Description Aflash V2.21 Utility to update the motherboard flash BIOS - (DOS) 


File Size 30.29 (KBytes) * 


this is the bios I would try:

*1008.004 2001/10/15update 


OS All 

Description CUBX Beta BIOS 1008.004
The latest Beta BIOS. 



File Size 166.41 (KBytes) * 



let us know how your system goes after the bios upgrade ???????

do you see your hard drives listed correctly in the bios now / and cd-rom drives and or CD -writers and can you use them ok ??????

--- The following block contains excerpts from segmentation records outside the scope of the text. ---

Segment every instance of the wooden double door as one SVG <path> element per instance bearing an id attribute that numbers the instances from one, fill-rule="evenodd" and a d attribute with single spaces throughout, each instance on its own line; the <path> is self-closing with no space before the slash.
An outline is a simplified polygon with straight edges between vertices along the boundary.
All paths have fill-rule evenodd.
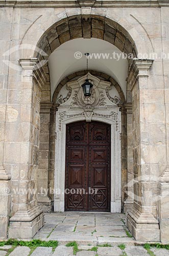
<path id="1" fill-rule="evenodd" d="M 111 126 L 66 125 L 65 210 L 110 211 Z"/>

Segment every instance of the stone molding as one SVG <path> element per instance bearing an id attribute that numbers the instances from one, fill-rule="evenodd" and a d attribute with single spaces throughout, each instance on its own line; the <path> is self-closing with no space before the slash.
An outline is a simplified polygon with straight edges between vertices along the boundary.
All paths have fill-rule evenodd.
<path id="1" fill-rule="evenodd" d="M 153 59 L 134 58 L 128 72 L 127 82 L 132 90 L 139 77 L 148 77 L 148 70 L 153 64 Z"/>
<path id="2" fill-rule="evenodd" d="M 18 61 L 24 70 L 23 76 L 32 76 L 42 90 L 44 84 L 47 82 L 47 78 L 38 58 L 20 58 Z"/>
<path id="3" fill-rule="evenodd" d="M 17 8 L 60 8 L 90 7 L 168 7 L 169 2 L 166 0 L 54 0 L 53 1 L 37 1 L 32 0 L 31 2 L 24 2 L 19 0 L 0 1 L 1 7 Z"/>
<path id="4" fill-rule="evenodd" d="M 0 180 L 10 180 L 11 176 L 7 173 L 4 166 L 0 166 Z"/>
<path id="5" fill-rule="evenodd" d="M 50 113 L 53 102 L 40 102 L 40 113 Z"/>
<path id="6" fill-rule="evenodd" d="M 132 114 L 132 102 L 126 102 L 124 104 L 125 108 L 126 110 L 126 113 L 127 114 Z"/>

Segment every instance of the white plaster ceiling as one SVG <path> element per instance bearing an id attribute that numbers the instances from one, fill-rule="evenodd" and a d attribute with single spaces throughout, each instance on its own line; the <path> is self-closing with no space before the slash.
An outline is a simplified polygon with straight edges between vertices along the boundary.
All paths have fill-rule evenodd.
<path id="1" fill-rule="evenodd" d="M 80 52 L 82 57 L 76 59 L 75 53 Z M 112 53 L 121 52 L 114 45 L 97 38 L 78 38 L 63 44 L 49 57 L 51 98 L 59 82 L 66 76 L 86 69 L 85 52 L 110 53 L 108 59 L 89 59 L 88 69 L 96 70 L 110 75 L 118 82 L 126 97 L 126 81 L 128 62 L 122 57 L 119 60 L 113 58 Z M 116 55 L 117 56 L 117 55 Z"/>

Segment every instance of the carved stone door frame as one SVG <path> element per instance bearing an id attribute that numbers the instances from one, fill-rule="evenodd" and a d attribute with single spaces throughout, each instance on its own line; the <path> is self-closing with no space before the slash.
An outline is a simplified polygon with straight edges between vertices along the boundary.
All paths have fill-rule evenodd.
<path id="1" fill-rule="evenodd" d="M 67 83 L 66 99 L 58 102 L 56 112 L 55 163 L 54 211 L 64 211 L 66 125 L 80 120 L 99 121 L 111 125 L 111 212 L 121 212 L 121 112 L 117 98 L 108 94 L 111 83 L 88 74 L 93 83 L 93 96 L 84 98 L 81 84 L 86 75 Z"/>

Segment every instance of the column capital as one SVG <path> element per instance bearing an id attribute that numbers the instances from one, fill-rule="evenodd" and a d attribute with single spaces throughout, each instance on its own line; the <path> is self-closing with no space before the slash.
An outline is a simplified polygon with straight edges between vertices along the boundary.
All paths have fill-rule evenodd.
<path id="1" fill-rule="evenodd" d="M 169 182 L 169 168 L 166 169 L 159 178 L 160 182 Z"/>
<path id="2" fill-rule="evenodd" d="M 139 77 L 149 76 L 148 71 L 153 61 L 154 60 L 152 59 L 133 59 L 127 79 L 131 90 Z"/>

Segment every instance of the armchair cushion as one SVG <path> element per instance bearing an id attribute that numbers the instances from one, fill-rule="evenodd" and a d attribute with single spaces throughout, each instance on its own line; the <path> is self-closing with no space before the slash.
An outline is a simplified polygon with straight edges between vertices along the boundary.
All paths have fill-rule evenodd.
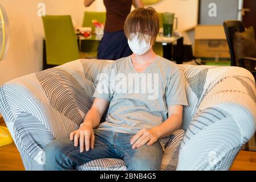
<path id="1" fill-rule="evenodd" d="M 27 170 L 43 169 L 44 146 L 78 128 L 93 102 L 97 75 L 108 62 L 78 60 L 0 88 L 0 112 Z M 189 105 L 184 109 L 183 130 L 167 142 L 162 169 L 228 169 L 255 133 L 254 78 L 239 67 L 180 67 Z M 116 160 L 100 159 L 79 167 L 125 169 Z"/>

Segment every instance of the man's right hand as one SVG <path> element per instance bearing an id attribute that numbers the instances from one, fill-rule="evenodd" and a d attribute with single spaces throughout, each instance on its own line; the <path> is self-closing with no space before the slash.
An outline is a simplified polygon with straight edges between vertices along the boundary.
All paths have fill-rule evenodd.
<path id="1" fill-rule="evenodd" d="M 94 149 L 95 138 L 92 124 L 89 122 L 83 123 L 78 130 L 70 134 L 70 139 L 74 140 L 75 147 L 77 147 L 79 142 L 80 152 L 84 151 L 84 146 L 87 151 L 90 147 Z"/>

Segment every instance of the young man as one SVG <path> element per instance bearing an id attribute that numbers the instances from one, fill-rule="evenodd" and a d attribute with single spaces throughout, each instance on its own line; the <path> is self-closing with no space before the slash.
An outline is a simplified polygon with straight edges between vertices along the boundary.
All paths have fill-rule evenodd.
<path id="1" fill-rule="evenodd" d="M 83 123 L 69 139 L 46 147 L 45 169 L 76 169 L 99 158 L 122 159 L 128 170 L 160 169 L 161 142 L 181 127 L 188 105 L 184 75 L 153 51 L 159 32 L 153 8 L 132 11 L 124 31 L 133 53 L 104 68 Z"/>

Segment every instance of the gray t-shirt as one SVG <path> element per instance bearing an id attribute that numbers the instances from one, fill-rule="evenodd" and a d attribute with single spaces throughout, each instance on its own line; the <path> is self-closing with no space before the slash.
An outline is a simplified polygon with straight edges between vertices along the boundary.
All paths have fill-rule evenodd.
<path id="1" fill-rule="evenodd" d="M 159 56 L 142 73 L 131 56 L 120 59 L 106 66 L 97 80 L 94 97 L 110 101 L 100 130 L 136 134 L 166 120 L 169 106 L 188 105 L 182 71 Z"/>

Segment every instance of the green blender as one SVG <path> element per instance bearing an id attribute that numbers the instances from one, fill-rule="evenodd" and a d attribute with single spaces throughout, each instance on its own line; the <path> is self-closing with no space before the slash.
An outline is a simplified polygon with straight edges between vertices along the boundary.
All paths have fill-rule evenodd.
<path id="1" fill-rule="evenodd" d="M 162 15 L 162 23 L 164 27 L 164 36 L 172 36 L 173 31 L 176 30 L 178 26 L 178 19 L 174 17 L 175 14 L 170 13 L 165 13 Z M 176 28 L 173 29 L 174 19 L 176 20 Z"/>

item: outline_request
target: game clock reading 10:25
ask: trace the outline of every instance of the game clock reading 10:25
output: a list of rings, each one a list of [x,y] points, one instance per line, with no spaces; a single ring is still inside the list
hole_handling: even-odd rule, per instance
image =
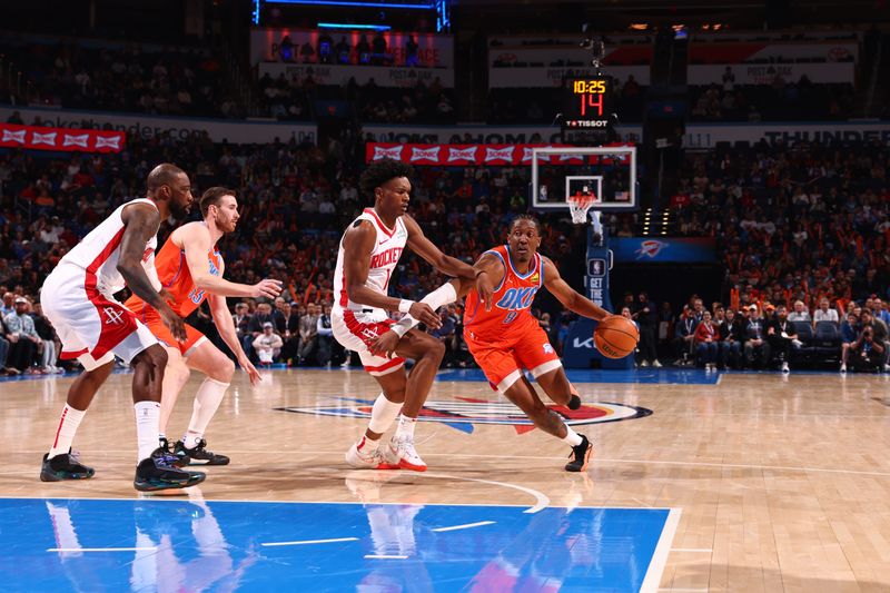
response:
[[[607,78],[566,80],[565,126],[568,128],[605,128],[609,125]]]

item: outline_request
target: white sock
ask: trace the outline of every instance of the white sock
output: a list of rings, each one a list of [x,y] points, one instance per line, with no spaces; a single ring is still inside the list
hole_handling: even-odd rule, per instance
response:
[[[59,427],[56,429],[56,441],[52,442],[52,447],[49,449],[49,458],[56,455],[68,453],[71,448],[71,441],[75,439],[77,427],[80,426],[80,421],[87,414],[86,409],[75,409],[68,404],[62,408],[62,415],[59,418]]]
[[[402,404],[390,402],[382,393],[374,401],[374,407],[370,409],[368,429],[372,433],[385,433],[393,425],[393,421],[398,417],[399,412],[402,412]]]
[[[398,417],[398,427],[396,428],[396,438],[414,438],[414,425],[417,424],[417,418],[409,418],[402,414]]]
[[[137,402],[136,443],[139,445],[139,461],[147,459],[158,448],[160,433],[160,402]]]
[[[565,436],[563,437],[563,441],[568,443],[568,446],[576,447],[583,442],[581,435],[574,432],[571,427],[566,426],[565,431],[566,433]]]
[[[182,442],[188,448],[194,448],[198,441],[204,436],[207,425],[216,414],[222,397],[226,396],[226,391],[229,388],[228,383],[222,383],[207,377],[198,387],[198,393],[195,394],[195,404],[191,408],[191,419],[188,423],[188,433],[182,437]]]
[[[451,305],[455,300],[457,300],[457,291],[454,289],[454,286],[452,286],[452,283],[445,283],[422,298],[421,303],[426,303],[433,308],[433,310],[438,310],[439,307]],[[397,325],[405,326],[407,329],[411,329],[419,323],[421,322],[412,317],[411,314],[407,314],[398,322]]]

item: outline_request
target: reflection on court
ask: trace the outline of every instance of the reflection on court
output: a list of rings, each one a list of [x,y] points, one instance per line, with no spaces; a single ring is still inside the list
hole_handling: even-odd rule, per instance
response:
[[[350,490],[363,487],[346,484]],[[639,591],[669,511],[0,501],[14,591]],[[672,534],[664,536],[665,542]],[[664,544],[663,544],[664,545]],[[662,559],[663,562],[664,559]],[[13,569],[14,567],[14,569]],[[285,585],[286,583],[286,585]]]

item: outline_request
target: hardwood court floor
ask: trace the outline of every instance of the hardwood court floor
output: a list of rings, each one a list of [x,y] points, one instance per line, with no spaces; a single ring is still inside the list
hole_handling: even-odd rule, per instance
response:
[[[576,426],[596,446],[586,474],[562,470],[563,443],[511,426],[508,406],[476,403],[498,398],[459,373],[441,375],[431,414],[448,421],[475,414],[476,422],[418,424],[417,448],[429,471],[416,474],[345,465],[343,454],[366,422],[349,417],[362,406],[356,399],[378,393],[362,370],[271,372],[256,389],[238,373],[207,435],[209,448],[233,464],[209,468],[199,494],[210,501],[679,508],[660,591],[890,591],[889,376],[724,374],[714,383],[703,372],[665,369],[659,384],[637,383],[644,374],[634,372],[624,383],[609,372],[570,377],[585,404],[653,412]],[[136,497],[127,374],[109,379],[75,441],[96,477],[38,480],[70,382],[0,383],[7,453],[0,496]],[[184,391],[171,436],[186,427],[198,382],[192,376]]]

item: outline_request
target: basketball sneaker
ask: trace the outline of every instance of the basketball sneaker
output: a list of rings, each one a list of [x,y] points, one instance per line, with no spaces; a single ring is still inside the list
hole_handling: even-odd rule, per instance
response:
[[[48,458],[49,453],[43,455],[43,465],[40,467],[41,482],[61,482],[62,480],[87,480],[96,474],[92,467],[87,467],[77,455],[68,449],[68,453],[56,455]]]
[[[132,485],[141,492],[157,492],[161,490],[187,488],[204,482],[207,474],[200,472],[186,472],[172,465],[169,452],[155,451],[150,457],[139,462],[136,466],[136,477]]]
[[[362,437],[362,443],[364,442],[365,437]],[[348,463],[350,467],[357,470],[398,470],[398,462],[393,464],[385,459],[380,447],[372,452],[364,452],[358,451],[359,444],[360,443],[353,443],[353,446],[346,452],[346,463]]]
[[[174,454],[177,457],[190,459],[190,465],[228,465],[229,458],[212,451],[207,451],[207,441],[204,438],[192,448],[188,448],[181,441],[176,442]],[[187,462],[188,463],[188,462]],[[181,466],[180,466],[181,467]]]
[[[568,463],[565,464],[566,472],[583,472],[587,468],[587,462],[591,458],[591,453],[593,452],[593,445],[587,437],[584,435],[581,436],[581,444],[572,447],[572,454],[568,455],[571,459]]]
[[[417,455],[413,438],[393,437],[384,451],[384,457],[390,464],[397,464],[402,470],[426,472],[426,463]]]
[[[191,463],[191,459],[185,453],[182,455],[177,454],[176,447],[166,438],[160,437],[158,443],[158,448],[151,454],[152,457],[162,458],[167,465],[172,465],[174,467],[185,467]]]

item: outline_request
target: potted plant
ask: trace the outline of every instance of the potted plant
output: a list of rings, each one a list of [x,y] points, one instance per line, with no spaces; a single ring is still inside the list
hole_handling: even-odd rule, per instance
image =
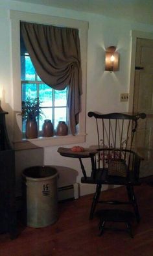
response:
[[[43,114],[40,105],[41,102],[38,97],[28,97],[26,101],[22,101],[22,111],[21,115],[26,122],[25,136],[27,138],[35,138],[38,137],[37,118],[41,118]]]

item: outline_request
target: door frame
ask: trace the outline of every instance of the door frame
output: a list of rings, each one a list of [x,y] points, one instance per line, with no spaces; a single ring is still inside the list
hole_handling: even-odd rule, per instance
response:
[[[131,60],[130,60],[130,89],[129,89],[129,101],[128,112],[132,113],[134,105],[134,79],[135,79],[135,65],[137,38],[152,39],[153,32],[143,32],[138,31],[131,31]]]

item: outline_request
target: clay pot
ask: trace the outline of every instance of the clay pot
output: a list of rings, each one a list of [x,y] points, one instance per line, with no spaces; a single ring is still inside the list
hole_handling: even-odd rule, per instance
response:
[[[51,120],[47,119],[43,125],[43,136],[52,137],[54,136],[54,127]]]
[[[68,127],[64,121],[60,121],[57,126],[56,135],[65,136],[68,134]]]
[[[38,125],[36,119],[27,120],[25,137],[26,138],[36,138],[38,137]]]

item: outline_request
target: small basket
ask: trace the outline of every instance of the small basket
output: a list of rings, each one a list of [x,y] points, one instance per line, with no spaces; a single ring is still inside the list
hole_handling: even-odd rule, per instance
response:
[[[108,175],[113,176],[126,177],[127,166],[125,160],[111,159],[108,162]]]

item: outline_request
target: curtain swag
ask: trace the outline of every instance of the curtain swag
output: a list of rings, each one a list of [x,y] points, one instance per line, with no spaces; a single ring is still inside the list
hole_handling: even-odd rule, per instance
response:
[[[78,29],[21,22],[21,32],[41,79],[56,90],[64,90],[68,85],[69,125],[75,135],[82,86]]]

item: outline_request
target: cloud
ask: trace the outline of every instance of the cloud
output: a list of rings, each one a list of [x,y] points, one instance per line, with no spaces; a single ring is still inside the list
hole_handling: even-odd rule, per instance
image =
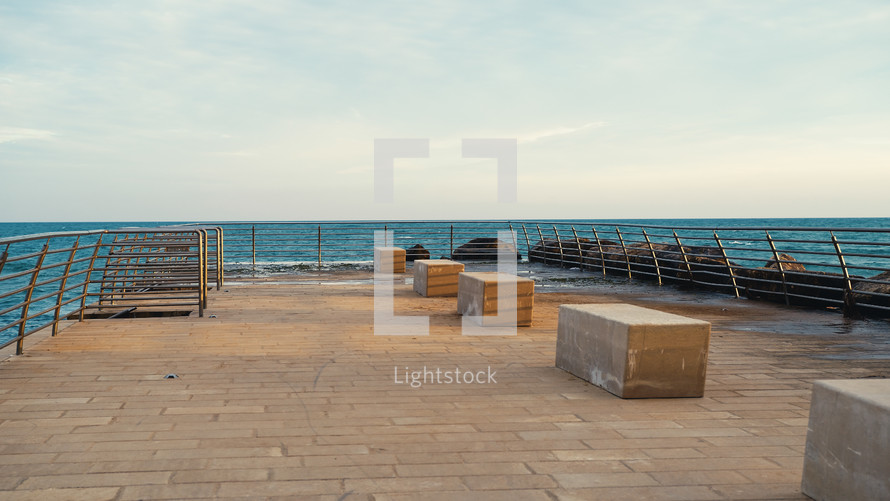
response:
[[[581,132],[582,130],[591,129],[594,127],[605,127],[606,125],[606,122],[588,122],[580,127],[557,127],[555,129],[546,129],[529,132],[527,134],[520,134],[516,136],[516,140],[520,143],[533,143],[541,139],[547,139],[555,136],[565,136],[567,134],[574,134],[576,132]]]
[[[21,127],[0,127],[0,144],[27,141],[29,139],[47,141],[56,135],[55,132]]]

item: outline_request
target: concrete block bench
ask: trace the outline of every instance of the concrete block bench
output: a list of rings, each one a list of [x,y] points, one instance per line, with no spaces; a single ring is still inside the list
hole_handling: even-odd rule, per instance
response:
[[[424,297],[456,296],[457,275],[464,265],[448,259],[414,261],[414,292]]]
[[[516,326],[532,324],[535,281],[497,272],[460,273],[457,279],[457,312],[481,317],[482,325],[503,325],[498,321],[498,281],[516,285]],[[513,301],[510,301],[513,306]],[[510,314],[510,311],[501,312]],[[511,317],[512,318],[512,317]]]
[[[890,499],[890,379],[813,384],[801,490],[817,501]]]
[[[711,324],[629,304],[560,305],[556,366],[621,398],[701,397]]]
[[[405,249],[401,247],[374,247],[374,271],[378,273],[405,273]]]

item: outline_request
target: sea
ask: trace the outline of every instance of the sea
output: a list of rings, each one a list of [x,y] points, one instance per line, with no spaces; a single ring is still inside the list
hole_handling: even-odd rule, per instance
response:
[[[191,224],[194,221],[116,221],[116,222],[8,222],[0,223],[0,253],[8,250],[10,256],[39,252],[46,239],[28,242],[9,243],[9,239],[23,235],[79,232],[119,228],[151,228],[158,226]],[[627,243],[641,242],[640,228],[647,228],[647,236],[654,243],[675,243],[673,229],[683,239],[684,245],[714,245],[714,230],[718,230],[723,244],[732,260],[749,261],[743,265],[763,266],[771,258],[765,233],[776,239],[782,252],[803,252],[807,269],[814,271],[838,272],[838,258],[830,241],[830,233],[822,231],[836,229],[839,242],[849,255],[847,265],[856,267],[858,275],[873,276],[890,270],[890,218],[776,218],[776,219],[611,219],[611,220],[535,220],[535,221],[271,221],[271,222],[224,222],[226,228],[226,273],[235,276],[258,276],[275,273],[300,274],[317,272],[319,262],[323,269],[369,269],[370,250],[373,248],[375,229],[391,230],[395,245],[410,247],[415,243],[425,244],[432,257],[447,257],[448,253],[460,244],[479,236],[497,236],[496,230],[510,225],[516,231],[517,247],[520,252],[534,246],[540,238],[593,239],[592,228],[597,229],[596,237],[616,240],[622,238]],[[219,224],[211,222],[206,224]],[[693,229],[697,228],[697,229]],[[820,229],[820,231],[811,231]],[[844,231],[859,229],[863,231]],[[251,249],[253,235],[256,235],[257,250]],[[318,235],[322,235],[323,245],[317,245]],[[95,237],[83,237],[81,243],[89,243]],[[53,239],[58,248],[70,246],[74,238]],[[812,242],[819,240],[819,243]],[[275,242],[298,241],[295,245],[275,244]],[[263,243],[265,242],[265,243]],[[271,242],[271,243],[270,243]],[[265,245],[265,247],[264,247]],[[51,246],[51,249],[53,247]],[[255,258],[254,258],[255,254]],[[44,265],[61,262],[68,253],[50,254]],[[77,257],[83,257],[78,254]],[[527,256],[526,256],[527,257]],[[255,259],[255,262],[254,262]],[[4,280],[11,274],[21,273],[33,266],[31,261],[7,263],[0,268],[0,344],[15,335],[16,328],[3,329],[18,320],[20,309],[15,308],[24,296],[20,290],[27,286],[30,276]],[[577,269],[554,269],[538,264],[526,264],[527,273],[536,279],[540,287],[577,288],[595,287],[606,284],[615,286],[615,279],[593,277]],[[41,274],[40,280],[52,278],[62,267]],[[76,269],[76,267],[75,267]],[[611,280],[611,282],[610,282]],[[51,295],[58,284],[38,287],[34,297]],[[10,292],[15,292],[10,294]],[[91,289],[92,291],[92,289]],[[63,300],[75,297],[81,290],[73,290]],[[6,297],[3,297],[3,296]],[[31,312],[51,308],[55,297],[48,297],[34,305]],[[62,314],[74,311],[78,302],[67,305]],[[5,311],[9,310],[9,311]],[[41,325],[52,319],[48,312],[33,319],[29,325]]]

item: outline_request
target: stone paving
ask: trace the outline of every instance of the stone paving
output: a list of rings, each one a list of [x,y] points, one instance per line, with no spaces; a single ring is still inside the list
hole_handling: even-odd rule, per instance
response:
[[[728,327],[782,308],[636,301],[713,322],[708,381],[621,400],[554,368],[558,305],[617,300],[635,302],[539,293],[515,337],[461,336],[455,298],[408,284],[396,313],[429,315],[429,336],[374,336],[373,288],[349,283],[73,323],[0,364],[0,499],[806,499],[812,381],[888,376],[819,358],[849,339]],[[485,374],[412,388],[424,366]]]

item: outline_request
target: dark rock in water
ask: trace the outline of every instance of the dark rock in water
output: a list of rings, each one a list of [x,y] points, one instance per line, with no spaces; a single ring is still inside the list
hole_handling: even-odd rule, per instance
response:
[[[515,254],[516,259],[522,259],[522,255],[516,251],[516,246],[510,242],[501,242],[504,252]],[[497,261],[498,239],[493,237],[474,238],[469,242],[454,249],[451,259],[457,261]]]
[[[890,308],[890,271],[870,277],[868,280],[869,282],[863,282],[862,280],[853,281],[853,300],[856,305],[875,305]],[[879,311],[879,313],[890,316],[890,312],[886,310]]]
[[[405,261],[411,262],[417,259],[429,259],[430,251],[420,244],[405,249]]]
[[[883,283],[856,281],[853,284],[853,290],[856,292],[877,292],[878,294],[890,294],[890,271],[885,271],[880,275],[870,277],[869,280],[875,280]]]
[[[794,259],[788,254],[779,254],[779,261],[782,262],[782,269],[785,271],[807,271],[802,264],[797,262],[797,259]],[[778,270],[779,265],[776,263],[775,259],[770,259],[764,268]]]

I once had a P2 scsi server board that had the yellow exclamation mark next to the secodnary controller / it never bothered me any ~~ I couldnt ever get rid of it and after awhilke I learned to ignore it ??????? as long as everything works properly ????


regards

joe


----------



## shakushinnen (Jul 21, 2005)

Hi Joe,
Right, well the upgrade went fine. I still have the yellow ! next to the controller, but as you say, if it doesn't hurt just leave it. I still don't see the cd writer in windows, although it's detected at boot up. (I understand from surfing around that these cd writers can be a pain to get working.) The CD player is now showing in windows. I still get the "bios diabled" message at post. I have no idea what that's about. The system is running very well. Next I'm going to see if I can clock it higher than 704. Apparently it's capable of 850.
Thanks for all your help,
John


----------



## linderman (May 20, 2005)

John:

sounds like you are progressing well !!!

the bios disabled message is refering to the raid controller we disabled in the bios / means nothing ~~ learn to ignore it !!

same thing with the yellow exclamation mark / unless you get something that doesnt work or find the system is unstable ?????

check you cabling on the cd-writer / can you use it from within windows ????



regards / joe


----------



## shakushinnen (Jul 21, 2005)

Hi Joe,
Thanks again, for all your help.
John


----------



## shakushinnen (Jul 21, 2005)

Hi Joe,
Since you last helped me I have installed a Seagate SCSI drive, with and Adaptec card. Is there any particular drivers I should install for this device?
Thanks,
John


----------